As palavras de padre Alexandre me fizeram lembrar o livro que relata a história de São Lucas: Médico de Homens e de Almas, da escritora Taylor Caldwell.
São Lucas, um dos mais importantes ícones da igreja cristã é apresentado na Bíblia, como um grande médico, bem instruído e de coração generoso, em constante preocupação com o sofrimento dos enfermos, dos oprimidos e dos pobres. São Lucas sempre inspirou pessoas que se dedicam a cuidar do outro: enfermeiros, médicos, cuidadores e religiosos. Arrisca-se a dizer que a história de São Lucas retrata a história da peregrinação de todos os homens através do desespero, do sofrimento, da angústia, da dúvida e da desesperança e se culmina com a compreensão de Deus e do eterno.
MT
Dizemos que Deus vive, eterno e perfeito, e que a vida contínua e eterna é de Deus, pois Deus é a vida eterna.
(ARISTÓTELES)
Momentos de dor
(Padre Alexandre 03/2020)
Antes de iniciar a missão como capelão de um hospital, fiz meu “pré-operatório” com o Médico dos médicos em encontros especiais com Ele. Para que o Senhor limpasse meus medos internos e me ensinasse a consolar. Não é fácil entrar naqueles corredores silenciosos e inquietos, cheios de expectativas, a cada momento os aparelhos revelando diagnósticos. “Silêncio” – dizem os cartazes. Nem é preciso pedir. Em um hospital todo mundo fala baixo porque ali são os corações que conversam uns com os outros.
Eu já estava acostumado a lidar (e escutar) com as dores e alegrias da alma, agora teria pela frente as dores do corpo, que também fala. Como levar a palavra do Evangelho, a Boa Nova de Cristo, em um lugar de tantos contrastes? Precisei refletir no deserto do silêncio, meditar e me capacitar para a função, aprender que o adoecimento e o sofrimento acontecem na integralidade da pessoa. Estar preparado para a escuta dos medos e angústias do doente. Fiquei 20 anos, indo uma vez por semana, às vezes mais.
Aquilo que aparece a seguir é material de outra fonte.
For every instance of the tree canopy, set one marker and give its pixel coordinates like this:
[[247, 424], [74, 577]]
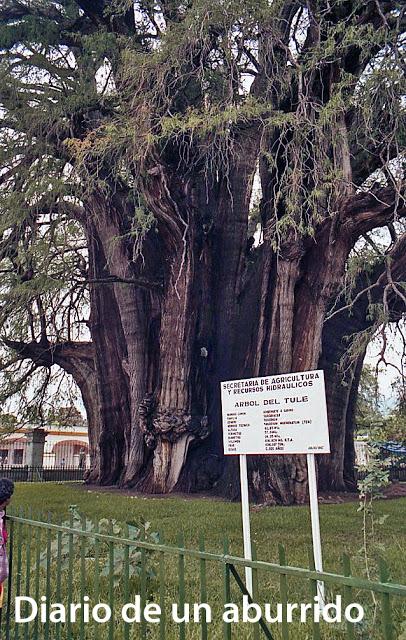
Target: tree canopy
[[136, 138]]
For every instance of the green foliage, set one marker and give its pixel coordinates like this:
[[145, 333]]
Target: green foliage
[[369, 414], [87, 546]]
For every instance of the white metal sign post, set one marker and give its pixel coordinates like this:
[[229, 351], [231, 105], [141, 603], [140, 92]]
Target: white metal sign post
[[314, 514], [246, 527], [277, 415]]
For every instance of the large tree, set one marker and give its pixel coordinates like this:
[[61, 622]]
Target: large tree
[[141, 141]]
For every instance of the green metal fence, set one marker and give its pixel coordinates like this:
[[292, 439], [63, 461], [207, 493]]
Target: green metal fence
[[84, 565]]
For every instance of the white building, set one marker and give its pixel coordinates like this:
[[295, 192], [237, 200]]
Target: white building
[[64, 447]]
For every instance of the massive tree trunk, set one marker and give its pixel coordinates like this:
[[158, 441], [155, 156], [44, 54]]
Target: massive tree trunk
[[186, 299]]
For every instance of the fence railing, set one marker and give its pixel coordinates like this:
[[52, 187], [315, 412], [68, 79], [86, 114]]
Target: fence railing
[[42, 474], [103, 566]]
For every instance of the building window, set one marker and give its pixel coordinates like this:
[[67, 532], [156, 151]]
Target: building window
[[18, 455]]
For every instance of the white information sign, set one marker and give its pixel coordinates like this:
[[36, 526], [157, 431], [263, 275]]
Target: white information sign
[[283, 414]]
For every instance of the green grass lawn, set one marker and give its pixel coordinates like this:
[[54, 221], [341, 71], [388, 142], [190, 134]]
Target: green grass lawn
[[341, 524], [216, 520]]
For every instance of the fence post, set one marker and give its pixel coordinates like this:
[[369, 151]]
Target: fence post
[[203, 588], [348, 594], [387, 624], [255, 591], [314, 593], [283, 581], [226, 589], [181, 570], [34, 452]]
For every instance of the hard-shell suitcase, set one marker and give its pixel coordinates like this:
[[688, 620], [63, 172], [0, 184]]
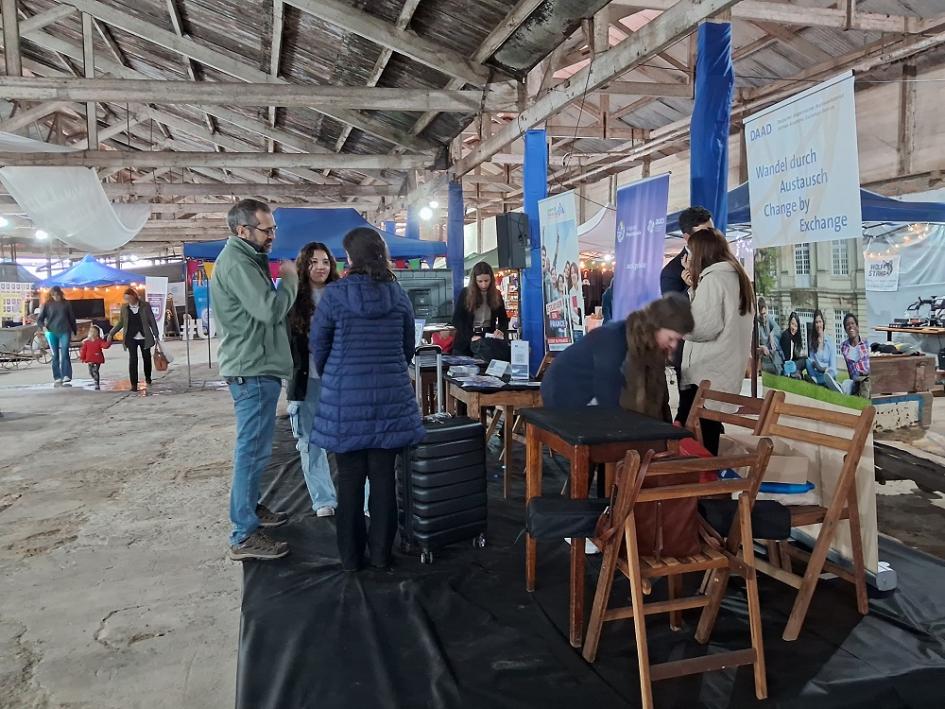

Trabalhar em um hospital é enfrentar a realidade nua e crua. Ali não há máscaras, disfarces, estilos. Não há crentes, nem ateus, nem santos. O sofrimento torna a todos iguais, embora cada quarto tenha sua história, cada leito um destino. Alguém que acaba de ganhar alta e alguém que recebe um diagnóstico difícil. Gente apressada, que só pensa em sair dali, e pacientes dóceis, que se submetem ao tratamento sem questionamentos. Crianças no fim da existência e idosos tentando viver um pouco mais.
Acompanhei muitos momentos de luto, situações delicadíssimas. E fui percebendo que as pessoas não têm medo de morrer, mas de sofrer. São as horas de dores, os longos tratamentos, a necessidade de estar ligado a um aparelho, sem movimentos, os causadores das grandes aflições, tanto do paciente quanto dos familiares. A mesma doença que provoca as mesmas dores tem reações diferentes. O capelão precisa ter palavras e sensibilidade para cuidar de todas as feridas.
Logo vi que a missão estaria baseada em três verbos, cujas ações deveriam ser exercidas, na medida do possível, à perfeição. Consolar poderia vir em primeiro lugar, como a função que se espera de um capelão, principalmente em um país com uma população composta na maioria por confessantes de alguma fé. No Antigo Testamento Deus consolava seu povo. Salmos, Isaías, Jó, Jeremias são livros cheios de palavras da consolação divina. No Novo Testamento, Jesus consolava as multidões e os discípulos, as irmãs Marta e Maria. O capelão consola com o carinho, a atenção especial, uma palavra que os mensageiros do Alto inspiram.
O segundo verbo é escutar. Alguém fica sabendo que há um sacerdote ali e logo pede para dar uma chegada lá também. Pessoas o identificam no elevador, nos corredores, às vezes nem católicos são, mas querem uma palavra, um carinho. A dimensão subjetiva e religiosa tem um peso enorme no ambiente hospitalar. A presença de um religioso em um quarto condenado pela doença pode iluminar como a radiosa luz da manhã. Parece que o eterno os veio visitar e que há esperança ainda. Palavras vãs são totalmente dispensáveis. É hora de escutar o outro, a dor do outro.
As confissões mais lindas, mais profundas, mais verdadeiras, eu as ouvi no hospital. O paciente já perdeu tudo, até a dignidade física, com o corpo sendo virado para lá e para cá, tratamentos invasivos, então o doente se abre, fala sem censura. O que é passageiro está acabando, a terra ficando mais longe, o céu se aproximando. Tudo pode acabar dali a pouco.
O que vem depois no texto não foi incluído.